Konjuro’s Keep – Konjuro’s Keep

Pays : États-Unis
Genre : Dungeon Synth
Label : Indépendant
Date de sortie : 8 Février 2018

Le minimalisme semble faire un retour en force au sein de la communauté dungeon synth. La chose peut se vérifier aisément grâce aux différentes et excellentes sorties du label Heimat Der Katastrophe et grâce à certains projets tels que Skeleton War ou Konjuro’s Keep, dont il est question ici-même. Ce dernier vient d’ailleurs de mettre au monde son premier album, une sortie résolument épurée de tout artifice et riche d’une musique simple et la plupart du temps très entraînante. La tendance pourrait-elle prendre de l’ampleur ?

Konjuro’s Keep, du nom d’un personnage de l’univers de Swordquest, série de jeux vidéos d’Atari parus dans les années 1980, se présente comme n’importe quel projet qui s’inscrit dans une vision passéiste du genre dungeon synth. Thématique inspirée d’un jeu vidéo d’aventure old school, univers graphique très pixelisé, et musique rappelant inévitablement ces mêmes jeux vidéos, avec cependant des petites joyeusetés plus modernes. On ne va pas se mentir, c’est riche d’une charme certain. Techniquement, Konjuro’s Keep n’est donc pas aussi traditionnaliste que l’on pourrait le croire, mais le projet s’inspire évidemment des débuts du dungeon synth.

À certains égards, le projet américain partage certains points communs avec Hedge Wizard – il est d’ailleurs fort surprenant qu’il ne connaisse pas le même succès -, notamment sur le plan des sonorités mises en avant et de l’atmosphère générale de son univers musical. Il y a pire comme inspiration, si toutefois c’est réellement le cas. La musique de Konjuro’s Keep est également parsemée çà et là de morceaux ou passages plus enchanteurs et fleuris, citons notamment l’introduction de « Konjuro’s Keep », qui se démarque par la légèreté de son ambiance. Même si la thématique de l’album se veut sans doute épique, c’est effectivement une certaine insouciance qui prime sur n’importe quelle autre sensation, on ne va donc pas bouder notre plaisir.

Sur le plan quantitatif, Konjuro’s Keep offre à boire et à manger.
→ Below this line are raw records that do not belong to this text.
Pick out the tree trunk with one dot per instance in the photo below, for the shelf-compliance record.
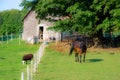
(98, 39)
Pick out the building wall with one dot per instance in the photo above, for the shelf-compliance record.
(31, 28)
(30, 22)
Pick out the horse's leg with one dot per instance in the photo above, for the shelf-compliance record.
(80, 58)
(84, 57)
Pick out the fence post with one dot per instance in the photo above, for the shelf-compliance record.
(22, 76)
(28, 74)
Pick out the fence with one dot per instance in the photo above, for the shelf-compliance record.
(32, 67)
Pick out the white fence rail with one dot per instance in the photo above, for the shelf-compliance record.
(32, 67)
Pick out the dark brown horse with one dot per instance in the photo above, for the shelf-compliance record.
(80, 49)
(27, 57)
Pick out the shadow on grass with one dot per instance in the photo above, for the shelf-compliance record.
(94, 60)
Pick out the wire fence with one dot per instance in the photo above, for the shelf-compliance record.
(32, 67)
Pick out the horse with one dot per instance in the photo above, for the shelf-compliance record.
(80, 48)
(27, 57)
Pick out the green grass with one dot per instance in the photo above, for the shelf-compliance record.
(98, 66)
(11, 58)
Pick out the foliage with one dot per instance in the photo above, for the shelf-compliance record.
(28, 4)
(90, 16)
(10, 21)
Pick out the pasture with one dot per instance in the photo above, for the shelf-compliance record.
(101, 64)
(11, 58)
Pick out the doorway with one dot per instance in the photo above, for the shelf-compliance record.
(41, 32)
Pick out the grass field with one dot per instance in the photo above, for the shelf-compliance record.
(11, 57)
(99, 65)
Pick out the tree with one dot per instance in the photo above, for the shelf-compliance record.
(10, 21)
(93, 17)
(28, 4)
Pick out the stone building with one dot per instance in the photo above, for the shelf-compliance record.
(33, 29)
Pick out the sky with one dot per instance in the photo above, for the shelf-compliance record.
(10, 4)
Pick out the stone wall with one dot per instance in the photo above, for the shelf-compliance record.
(30, 26)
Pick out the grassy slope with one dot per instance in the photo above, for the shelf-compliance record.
(10, 59)
(98, 66)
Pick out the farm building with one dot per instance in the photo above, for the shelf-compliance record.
(33, 29)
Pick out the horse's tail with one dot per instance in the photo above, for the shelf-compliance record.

La longueur des pistes varie de la minute et demie de « The Hall of Madness » aux plus de dix-sept-minutes du titre éponyme, mais globalement, il serait bien impertinent de considérer que l’album est court. En vérité, il serait de toute manière impertinent de reprocher quoi que ce soit à cet album, tant il fait mouche sur de nombreux plans. Grâce à une musique accessible et accrocheuse, le premier album du projet se doit d’être écouté encore et encore. Konjuro’s Keep est un nouveau projet à suivre de près outre-Atlantique, comme s’il n’y en avait déjà pas suffisamment…
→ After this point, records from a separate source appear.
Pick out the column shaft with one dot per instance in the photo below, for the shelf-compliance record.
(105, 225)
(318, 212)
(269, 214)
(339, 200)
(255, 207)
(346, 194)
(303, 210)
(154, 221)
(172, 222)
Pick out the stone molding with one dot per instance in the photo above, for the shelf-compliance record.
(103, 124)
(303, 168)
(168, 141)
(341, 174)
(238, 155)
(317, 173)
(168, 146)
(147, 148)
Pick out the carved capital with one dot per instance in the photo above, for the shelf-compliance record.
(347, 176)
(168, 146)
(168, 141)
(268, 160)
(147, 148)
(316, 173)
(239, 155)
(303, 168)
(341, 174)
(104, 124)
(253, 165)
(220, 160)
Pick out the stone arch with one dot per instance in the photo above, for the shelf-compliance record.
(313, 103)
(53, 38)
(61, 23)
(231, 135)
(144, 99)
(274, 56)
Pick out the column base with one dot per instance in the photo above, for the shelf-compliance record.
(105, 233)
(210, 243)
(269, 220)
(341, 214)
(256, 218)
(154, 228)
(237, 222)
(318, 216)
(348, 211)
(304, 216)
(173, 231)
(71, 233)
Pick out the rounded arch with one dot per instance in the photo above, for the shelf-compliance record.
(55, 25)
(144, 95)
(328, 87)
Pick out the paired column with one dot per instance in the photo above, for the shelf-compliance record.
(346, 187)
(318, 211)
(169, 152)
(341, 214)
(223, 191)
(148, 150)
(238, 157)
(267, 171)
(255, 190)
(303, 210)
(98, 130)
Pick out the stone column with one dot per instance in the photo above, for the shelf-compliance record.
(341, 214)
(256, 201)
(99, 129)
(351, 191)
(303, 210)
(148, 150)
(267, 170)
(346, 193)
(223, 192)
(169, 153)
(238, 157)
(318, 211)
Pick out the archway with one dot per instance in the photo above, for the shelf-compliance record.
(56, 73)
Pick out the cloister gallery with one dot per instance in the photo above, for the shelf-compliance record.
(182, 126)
Imaginez un mélange entre la magie d’Acheulean Forests, la science de la mélodie de Hedge Wizard, et le minimalisme de Skeleton War, et vous obtiendrez cette petite perle brute qu’est Konjuro’s Keep. La première sortie du projet américain est assurément l’une des excellentes surprises de ce début d’année en matière de dungeon synth. Espérons simplement que l’album obtiendra le succès qu’il mérite, car ce n’est pour le moment pas le cas.